Studio boss David Brittlesbee (played by executive producer David Hornsby) continues to be caught between studio executives and corporate headquarters. It’s still too real when it comes to references to silly things in the gaming industry. Under Overview, I checked it.
The opening show, Boundaries, lays out the new responsibilities and boundary lines drawn by the characters as their lives change. Ian and Poppy joined the studio after retiring on their own. But Poppy, always the programming workaholic, isn’t working as hard anymore because she has a new boyfriend. It’s interesting in that the show acknowledges the problems of real-world game development, like too much crunch, or long hours of work, often unpaid.
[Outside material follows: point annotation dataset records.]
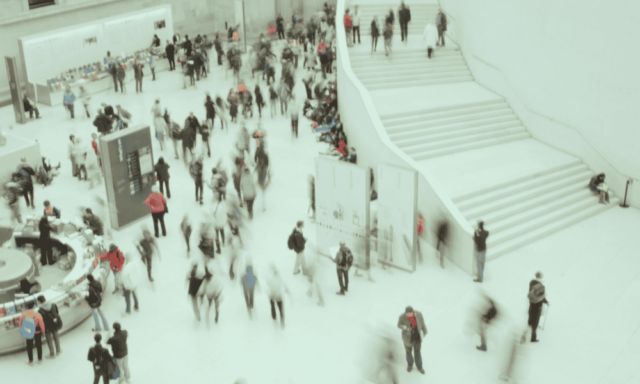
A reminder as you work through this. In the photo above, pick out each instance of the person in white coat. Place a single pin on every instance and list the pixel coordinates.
(275, 289)
(430, 36)
(130, 273)
(219, 222)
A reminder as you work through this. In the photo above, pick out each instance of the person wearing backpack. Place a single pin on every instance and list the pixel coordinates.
(32, 328)
(537, 297)
(343, 260)
(52, 322)
(100, 358)
(120, 351)
(413, 331)
(296, 243)
(94, 299)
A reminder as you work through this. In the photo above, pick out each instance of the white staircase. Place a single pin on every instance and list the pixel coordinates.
(519, 212)
(429, 133)
(421, 14)
(409, 68)
(517, 208)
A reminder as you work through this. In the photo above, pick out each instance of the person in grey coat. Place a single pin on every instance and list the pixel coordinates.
(413, 330)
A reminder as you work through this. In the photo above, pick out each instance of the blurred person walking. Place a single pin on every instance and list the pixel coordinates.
(120, 351)
(296, 242)
(404, 17)
(276, 287)
(94, 299)
(52, 323)
(147, 246)
(162, 175)
(344, 261)
(249, 282)
(158, 206)
(413, 330)
(32, 328)
(101, 360)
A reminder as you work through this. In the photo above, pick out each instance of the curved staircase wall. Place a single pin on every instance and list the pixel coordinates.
(587, 114)
(366, 133)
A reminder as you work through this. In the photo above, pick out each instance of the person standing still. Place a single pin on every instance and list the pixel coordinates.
(162, 174)
(158, 206)
(413, 330)
(51, 318)
(404, 17)
(298, 244)
(356, 24)
(99, 358)
(120, 351)
(67, 100)
(480, 238)
(170, 50)
(441, 23)
(138, 74)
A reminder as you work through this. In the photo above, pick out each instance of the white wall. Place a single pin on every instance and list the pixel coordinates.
(567, 68)
(366, 133)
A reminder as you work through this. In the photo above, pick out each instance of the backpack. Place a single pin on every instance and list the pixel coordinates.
(291, 242)
(94, 295)
(28, 328)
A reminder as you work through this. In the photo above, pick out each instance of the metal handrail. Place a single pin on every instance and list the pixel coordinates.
(532, 110)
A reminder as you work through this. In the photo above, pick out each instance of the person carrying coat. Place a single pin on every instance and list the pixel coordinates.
(100, 358)
(413, 330)
(344, 261)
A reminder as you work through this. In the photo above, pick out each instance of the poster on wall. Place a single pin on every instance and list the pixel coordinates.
(397, 217)
(342, 208)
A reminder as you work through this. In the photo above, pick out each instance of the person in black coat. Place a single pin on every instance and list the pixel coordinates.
(298, 246)
(480, 238)
(46, 248)
(404, 16)
(26, 183)
(170, 50)
(537, 297)
(162, 172)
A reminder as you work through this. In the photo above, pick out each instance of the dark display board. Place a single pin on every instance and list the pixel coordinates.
(127, 158)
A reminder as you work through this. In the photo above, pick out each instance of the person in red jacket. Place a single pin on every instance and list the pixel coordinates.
(348, 26)
(116, 261)
(158, 205)
(37, 318)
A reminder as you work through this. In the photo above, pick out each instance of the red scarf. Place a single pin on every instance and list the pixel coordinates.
(412, 319)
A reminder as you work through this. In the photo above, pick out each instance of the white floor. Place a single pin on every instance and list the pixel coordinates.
(591, 269)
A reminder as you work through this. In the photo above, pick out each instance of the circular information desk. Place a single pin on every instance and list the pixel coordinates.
(69, 294)
(14, 266)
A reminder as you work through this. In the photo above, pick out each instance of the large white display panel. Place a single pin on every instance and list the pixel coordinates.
(342, 208)
(397, 216)
(48, 54)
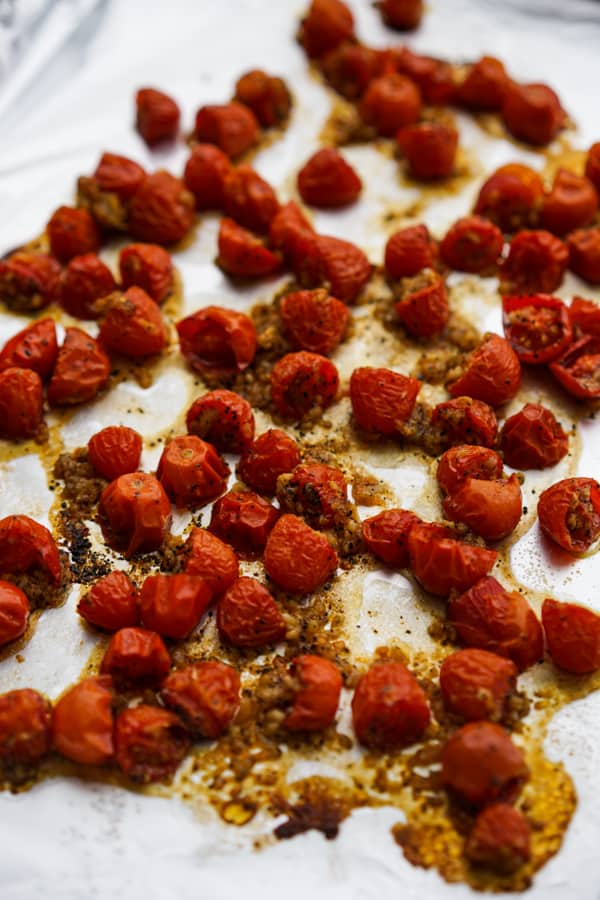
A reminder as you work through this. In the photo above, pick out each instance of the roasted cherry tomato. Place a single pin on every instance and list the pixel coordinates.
(111, 603)
(135, 513)
(441, 563)
(533, 438)
(217, 340)
(491, 618)
(389, 708)
(206, 695)
(247, 615)
(381, 398)
(82, 724)
(191, 471)
(476, 684)
(297, 558)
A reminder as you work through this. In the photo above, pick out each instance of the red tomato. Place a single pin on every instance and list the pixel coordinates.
(492, 373)
(389, 708)
(224, 419)
(316, 703)
(232, 127)
(82, 724)
(111, 603)
(206, 695)
(150, 743)
(135, 513)
(533, 438)
(480, 764)
(302, 381)
(272, 454)
(408, 251)
(472, 244)
(217, 340)
(136, 656)
(244, 520)
(386, 535)
(25, 726)
(81, 371)
(191, 472)
(26, 545)
(172, 605)
(532, 113)
(297, 558)
(381, 399)
(247, 615)
(476, 684)
(14, 612)
(491, 618)
(573, 636)
(157, 116)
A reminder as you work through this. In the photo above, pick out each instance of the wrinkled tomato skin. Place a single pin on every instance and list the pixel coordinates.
(316, 703)
(81, 371)
(489, 617)
(480, 764)
(569, 513)
(389, 708)
(386, 536)
(206, 695)
(476, 684)
(297, 558)
(533, 438)
(25, 726)
(247, 615)
(111, 603)
(21, 403)
(492, 374)
(150, 743)
(573, 636)
(272, 454)
(82, 723)
(441, 563)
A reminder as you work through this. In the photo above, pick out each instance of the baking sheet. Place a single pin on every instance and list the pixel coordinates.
(58, 111)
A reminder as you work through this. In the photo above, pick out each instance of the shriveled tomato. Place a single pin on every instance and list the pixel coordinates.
(272, 454)
(386, 535)
(191, 471)
(247, 615)
(217, 340)
(491, 618)
(472, 244)
(135, 513)
(172, 605)
(157, 115)
(315, 704)
(82, 723)
(573, 636)
(81, 371)
(533, 438)
(389, 708)
(301, 382)
(381, 398)
(136, 656)
(25, 726)
(441, 563)
(150, 743)
(25, 545)
(476, 684)
(111, 603)
(480, 764)
(206, 695)
(297, 558)
(232, 127)
(492, 373)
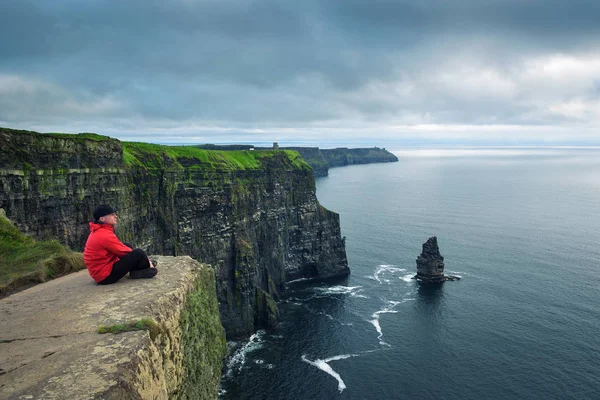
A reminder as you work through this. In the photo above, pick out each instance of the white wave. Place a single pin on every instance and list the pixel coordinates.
(323, 366)
(340, 357)
(385, 268)
(375, 323)
(386, 310)
(238, 359)
(298, 280)
(337, 289)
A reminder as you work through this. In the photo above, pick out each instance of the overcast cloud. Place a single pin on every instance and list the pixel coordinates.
(354, 71)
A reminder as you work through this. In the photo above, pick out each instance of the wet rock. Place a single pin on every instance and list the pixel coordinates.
(430, 264)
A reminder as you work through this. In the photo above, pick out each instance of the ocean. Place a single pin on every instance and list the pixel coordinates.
(520, 225)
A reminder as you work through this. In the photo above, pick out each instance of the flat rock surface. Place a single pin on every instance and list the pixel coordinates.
(49, 345)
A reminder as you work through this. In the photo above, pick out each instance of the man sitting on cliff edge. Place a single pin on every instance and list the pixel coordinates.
(107, 258)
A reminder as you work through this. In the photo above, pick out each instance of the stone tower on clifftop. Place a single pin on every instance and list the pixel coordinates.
(430, 264)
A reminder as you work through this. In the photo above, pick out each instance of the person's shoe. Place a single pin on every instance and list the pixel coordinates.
(146, 273)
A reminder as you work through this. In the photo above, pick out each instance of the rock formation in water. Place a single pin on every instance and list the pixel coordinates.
(253, 215)
(430, 264)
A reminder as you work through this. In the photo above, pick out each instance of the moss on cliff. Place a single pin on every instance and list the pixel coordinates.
(25, 261)
(203, 340)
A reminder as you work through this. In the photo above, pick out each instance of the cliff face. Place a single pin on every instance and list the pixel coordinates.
(253, 215)
(169, 342)
(342, 156)
(321, 160)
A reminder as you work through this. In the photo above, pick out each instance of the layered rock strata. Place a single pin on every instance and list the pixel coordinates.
(430, 264)
(253, 215)
(50, 347)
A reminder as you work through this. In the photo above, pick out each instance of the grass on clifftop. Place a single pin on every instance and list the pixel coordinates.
(25, 262)
(150, 155)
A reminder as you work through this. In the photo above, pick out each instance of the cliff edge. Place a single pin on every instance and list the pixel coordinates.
(253, 215)
(169, 342)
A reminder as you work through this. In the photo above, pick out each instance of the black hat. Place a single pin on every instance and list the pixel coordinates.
(103, 210)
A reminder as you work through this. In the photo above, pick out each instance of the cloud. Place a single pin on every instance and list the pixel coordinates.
(339, 69)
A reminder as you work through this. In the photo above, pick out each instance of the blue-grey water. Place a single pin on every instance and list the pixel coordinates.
(519, 225)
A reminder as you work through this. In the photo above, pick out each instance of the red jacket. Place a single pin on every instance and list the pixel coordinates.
(102, 250)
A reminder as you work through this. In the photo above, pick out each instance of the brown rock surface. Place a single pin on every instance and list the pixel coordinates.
(50, 348)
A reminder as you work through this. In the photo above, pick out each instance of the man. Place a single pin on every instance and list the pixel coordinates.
(107, 258)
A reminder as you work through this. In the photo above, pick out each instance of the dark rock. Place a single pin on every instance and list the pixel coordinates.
(430, 264)
(259, 226)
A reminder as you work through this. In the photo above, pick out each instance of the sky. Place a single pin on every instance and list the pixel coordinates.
(368, 72)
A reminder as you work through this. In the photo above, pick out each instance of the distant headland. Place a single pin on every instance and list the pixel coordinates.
(322, 159)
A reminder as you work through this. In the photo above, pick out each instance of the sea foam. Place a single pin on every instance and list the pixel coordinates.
(238, 359)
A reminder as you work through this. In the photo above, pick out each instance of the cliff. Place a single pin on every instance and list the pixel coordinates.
(168, 341)
(254, 215)
(342, 156)
(322, 159)
(25, 261)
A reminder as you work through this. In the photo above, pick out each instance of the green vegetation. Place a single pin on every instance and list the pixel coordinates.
(140, 325)
(79, 136)
(25, 262)
(154, 156)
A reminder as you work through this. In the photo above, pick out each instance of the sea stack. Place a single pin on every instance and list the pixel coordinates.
(430, 264)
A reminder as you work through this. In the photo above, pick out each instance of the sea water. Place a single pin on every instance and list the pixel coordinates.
(519, 225)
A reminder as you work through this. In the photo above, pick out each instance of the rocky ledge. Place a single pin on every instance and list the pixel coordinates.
(168, 342)
(430, 264)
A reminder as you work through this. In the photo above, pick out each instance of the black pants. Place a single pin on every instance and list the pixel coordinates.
(137, 259)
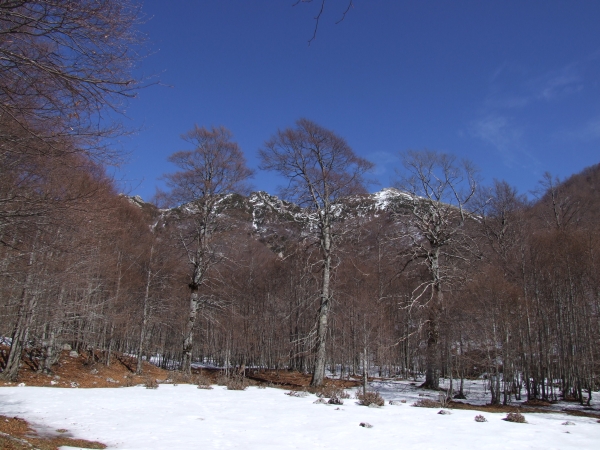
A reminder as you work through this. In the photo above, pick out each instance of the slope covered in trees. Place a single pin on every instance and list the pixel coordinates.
(521, 306)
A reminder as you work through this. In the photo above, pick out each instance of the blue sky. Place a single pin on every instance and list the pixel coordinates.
(514, 86)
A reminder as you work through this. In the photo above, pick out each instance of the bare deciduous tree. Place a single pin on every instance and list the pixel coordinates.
(215, 168)
(321, 169)
(439, 189)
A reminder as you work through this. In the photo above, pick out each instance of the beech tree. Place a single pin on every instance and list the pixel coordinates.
(64, 62)
(440, 189)
(321, 169)
(215, 168)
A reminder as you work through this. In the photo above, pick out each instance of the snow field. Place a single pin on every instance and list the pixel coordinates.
(184, 417)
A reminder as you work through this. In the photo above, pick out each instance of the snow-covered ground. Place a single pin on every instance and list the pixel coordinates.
(184, 417)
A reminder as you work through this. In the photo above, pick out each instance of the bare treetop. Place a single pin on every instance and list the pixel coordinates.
(320, 166)
(64, 62)
(215, 167)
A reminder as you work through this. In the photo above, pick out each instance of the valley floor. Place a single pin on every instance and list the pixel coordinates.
(184, 417)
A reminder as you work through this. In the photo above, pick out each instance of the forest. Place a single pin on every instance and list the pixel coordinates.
(440, 275)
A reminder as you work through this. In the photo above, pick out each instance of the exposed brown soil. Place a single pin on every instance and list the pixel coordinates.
(16, 434)
(86, 372)
(295, 380)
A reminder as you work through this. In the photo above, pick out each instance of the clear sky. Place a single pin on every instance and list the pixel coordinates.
(514, 86)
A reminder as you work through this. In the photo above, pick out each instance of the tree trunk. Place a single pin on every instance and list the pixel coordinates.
(21, 329)
(145, 315)
(319, 370)
(188, 339)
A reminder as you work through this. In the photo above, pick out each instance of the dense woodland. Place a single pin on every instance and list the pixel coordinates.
(442, 276)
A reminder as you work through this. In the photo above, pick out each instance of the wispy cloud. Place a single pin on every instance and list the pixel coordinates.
(499, 132)
(589, 131)
(559, 84)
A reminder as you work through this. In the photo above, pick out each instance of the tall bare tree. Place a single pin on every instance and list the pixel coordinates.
(215, 168)
(440, 189)
(321, 169)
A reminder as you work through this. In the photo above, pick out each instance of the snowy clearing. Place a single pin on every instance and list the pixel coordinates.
(184, 417)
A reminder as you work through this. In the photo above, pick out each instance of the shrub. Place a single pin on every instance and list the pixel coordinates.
(237, 383)
(222, 379)
(297, 393)
(426, 403)
(151, 383)
(370, 398)
(335, 401)
(515, 417)
(331, 392)
(202, 381)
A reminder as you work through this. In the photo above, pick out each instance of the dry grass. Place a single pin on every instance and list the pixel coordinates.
(332, 391)
(515, 417)
(16, 434)
(370, 398)
(426, 403)
(85, 372)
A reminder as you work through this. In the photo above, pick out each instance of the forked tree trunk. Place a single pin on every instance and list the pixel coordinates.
(432, 373)
(20, 332)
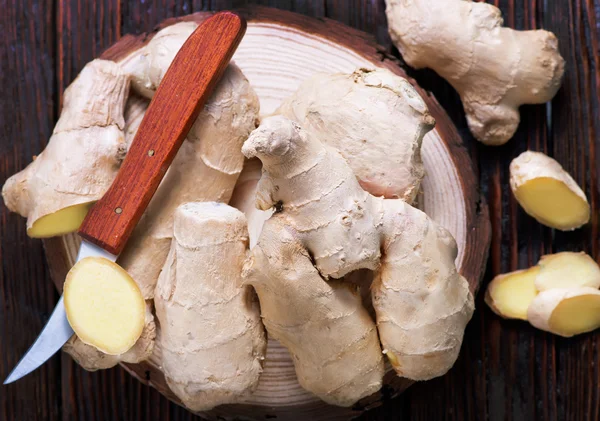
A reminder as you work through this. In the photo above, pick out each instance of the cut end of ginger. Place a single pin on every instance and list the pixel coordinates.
(566, 312)
(567, 270)
(104, 305)
(510, 294)
(62, 222)
(547, 192)
(553, 203)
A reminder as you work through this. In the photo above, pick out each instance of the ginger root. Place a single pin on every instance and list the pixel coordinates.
(509, 294)
(92, 359)
(547, 192)
(566, 311)
(82, 158)
(379, 129)
(567, 270)
(559, 295)
(494, 69)
(104, 305)
(207, 165)
(330, 335)
(212, 339)
(330, 226)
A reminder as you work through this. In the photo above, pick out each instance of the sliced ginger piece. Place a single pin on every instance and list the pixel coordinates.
(60, 222)
(104, 305)
(567, 270)
(566, 311)
(547, 192)
(509, 294)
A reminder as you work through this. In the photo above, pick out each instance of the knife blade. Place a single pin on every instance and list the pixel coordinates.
(184, 90)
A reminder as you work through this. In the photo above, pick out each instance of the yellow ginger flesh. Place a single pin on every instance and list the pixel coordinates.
(566, 311)
(61, 222)
(552, 203)
(510, 294)
(547, 192)
(104, 305)
(567, 270)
So, of course, Poppy creates an AI version of herself to work for her and help Ian with his middle-of-the-night shine shots.
The season will have 10 episodes, with the last one dropping on Apple TV+ on March 26.
Mythic Quest is executive produced by McElhenney and Charlie Day under their RCG banner, Michael Rotenberg and Nicholas Frenkel on behalf of 3Arts, and Margaret Boykin, Austin Dill and Gérard Guillemot for Ubisoft Film & Television. Hornsby and Megan Ganz are also executive products. The series is produced for Apple TV+ by Lionsgate, 3 Arts Entertainment and Ubisoft. The first three seasons of Mythic Quest are now struggling globally on Apple TV+.
In the new season, the show also has an expansion of the Mythic Quest universe, Side questwhich explores the lives of employees, players and fans who are touched by the game in an anthology format. If you need a break from CNN/Fox News all the time and our current political landscape, I recommend Mythic Quest like a nice diversion.